In order to keep track of all of these unique passwords, I would need some
kind of protected database like 1Password [0] (which I do have), or a notebook
with them all written down. At this point, however, cracking/guessing a single
password or obtaining a physical notebook has given someone access to all of
my accounts.

What I typically do is give "important" services unique, random passwords
(bank, personal email, work email; things that can do damage), and use one of
a set of passwords for everything else. If one password gets found, then maybe
only my Reddit, Skype and a few forum accounts are compromised. This has the
advantage that I use the unique password frequently enough to memorize them,
and non-unique passwords are used in a few places which results in them also
being used enough that they are memorized.

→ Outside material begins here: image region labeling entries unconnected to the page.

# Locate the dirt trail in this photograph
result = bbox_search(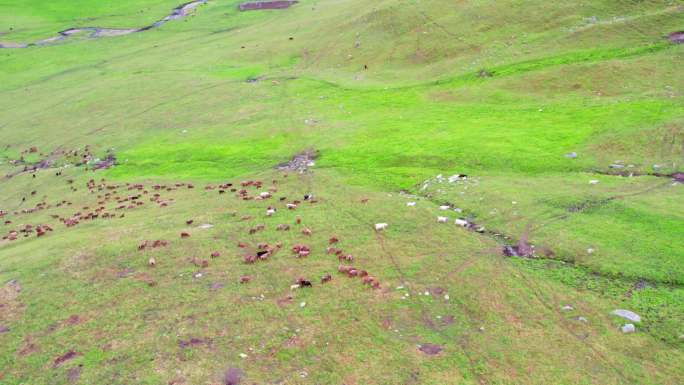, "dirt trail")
[0,0,208,48]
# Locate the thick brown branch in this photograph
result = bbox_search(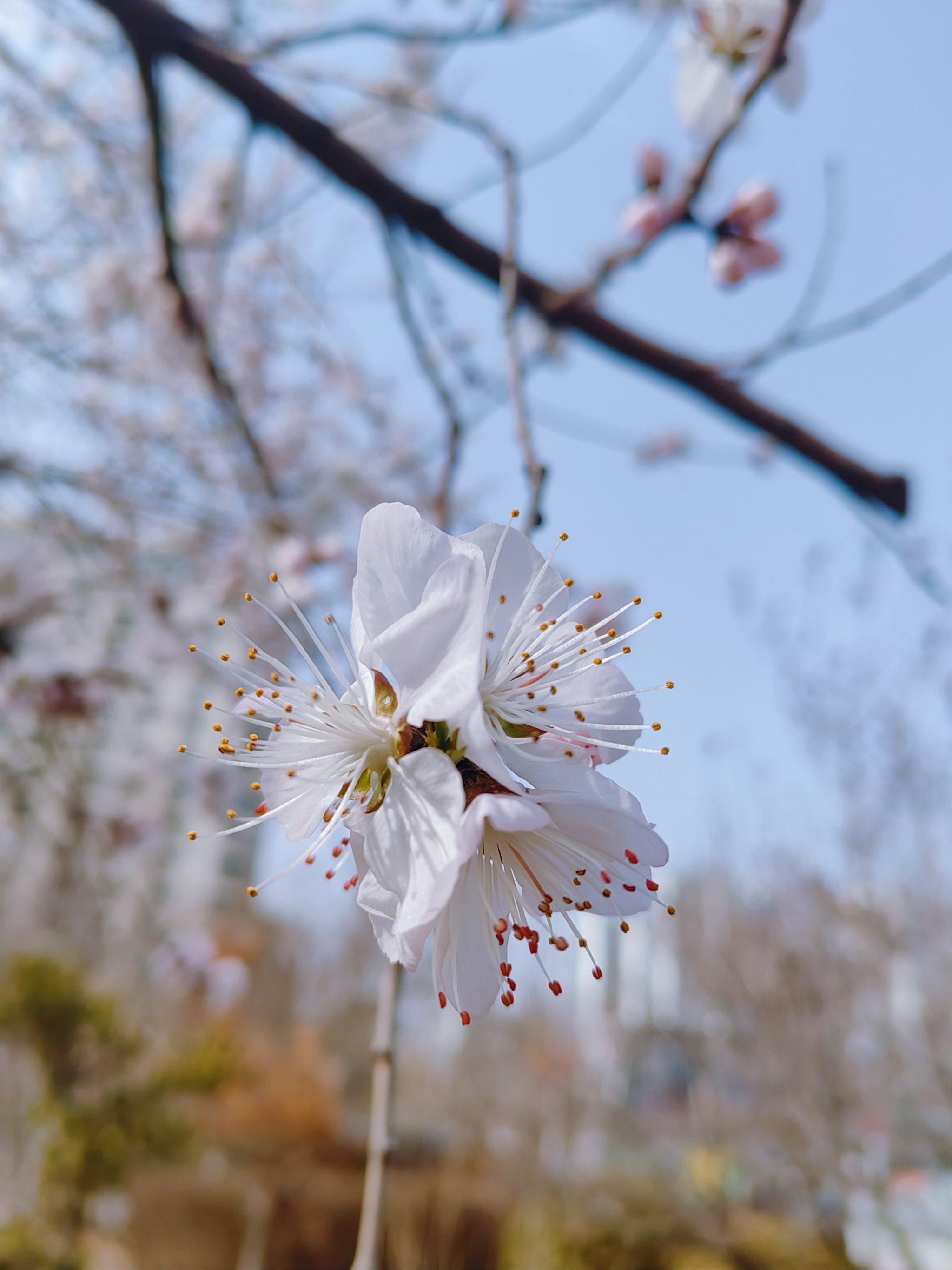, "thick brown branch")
[87,0,907,514]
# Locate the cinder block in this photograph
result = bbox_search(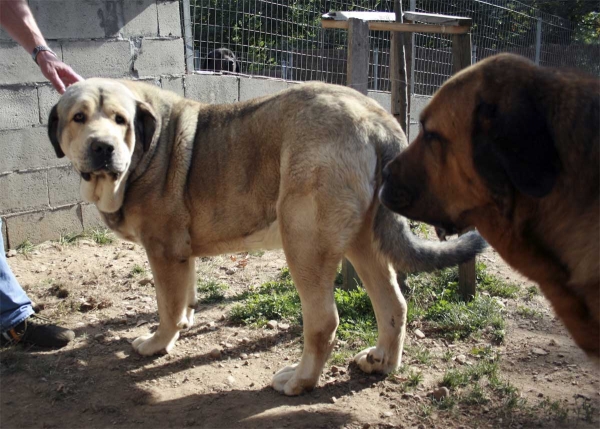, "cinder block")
[81,204,106,230]
[134,39,185,76]
[0,170,48,213]
[408,95,431,142]
[368,91,392,112]
[6,205,83,248]
[156,0,181,37]
[29,0,105,40]
[63,40,133,78]
[185,74,239,104]
[0,127,69,174]
[240,78,288,101]
[38,85,60,125]
[120,0,158,37]
[160,76,185,97]
[0,85,40,130]
[48,165,81,207]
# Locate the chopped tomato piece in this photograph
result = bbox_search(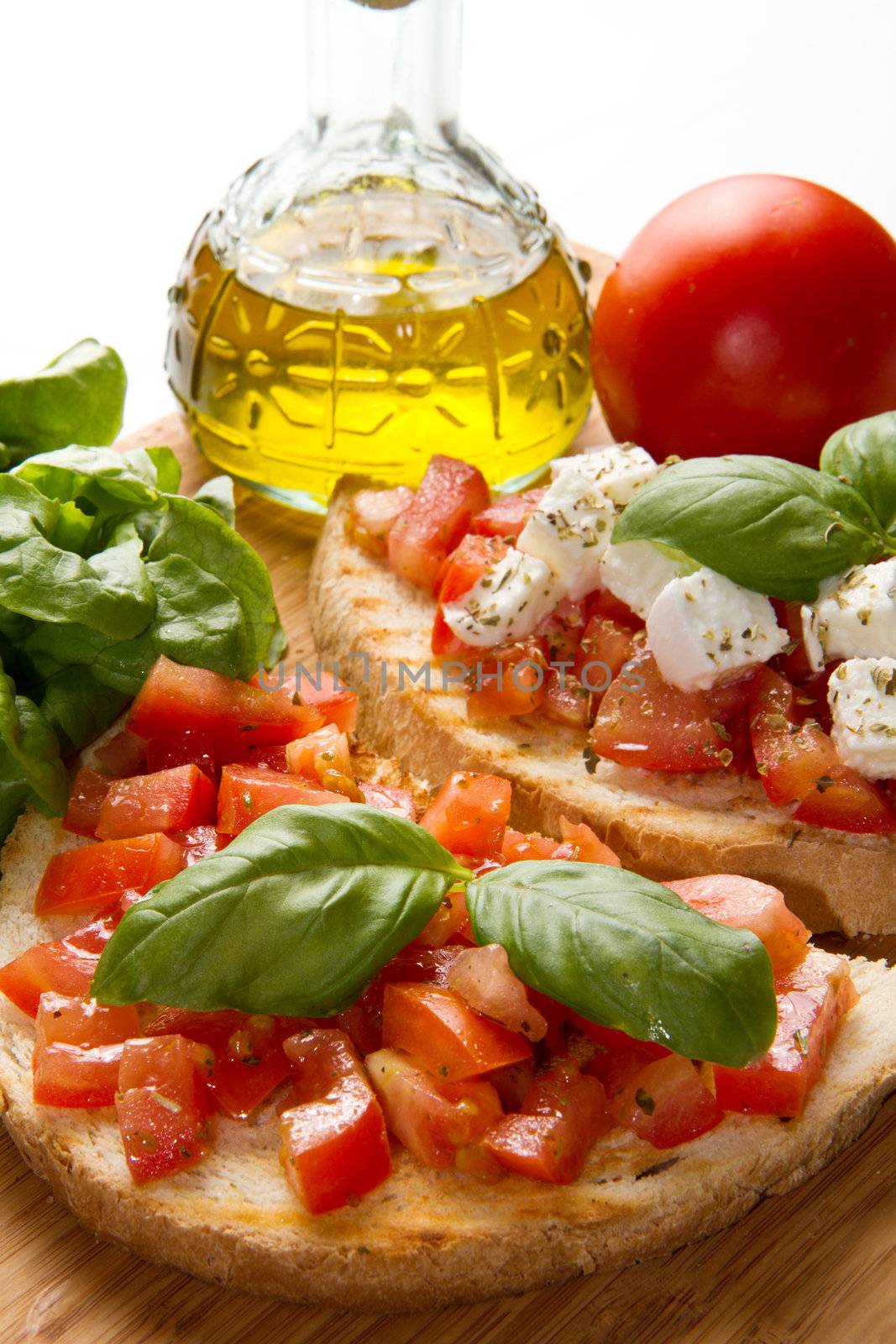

[0] <https://agilebits.com/onepassword>

------
daker
a good way to create password dictionaries :D

------
impostervt
I'm not a password cracker, but from what I read, my test password of
"superman15" could probably be cracked a fair bit faster than 10 days, as
indicated by the site.

------
sirrocco
Most interesting feature of the site is the counting of years :). I got to 29
million nonagintillion years before I reached Infinity :).

------
andyhmltn
Good site! I recently switched all my passwords over from about 3 varieties of
a ~8 character string to ~30 characters that's unique (and easy to remember
for each site.) I'm unsure why it's taken me so long to realise that I could
have a super secure password like:

My name is bob smith from California USA and I am trying to login to: xxx

------
atoponce
'abcdefghijklmnopqrstuvwxyz' will take "48 quintillion years"! Sweet!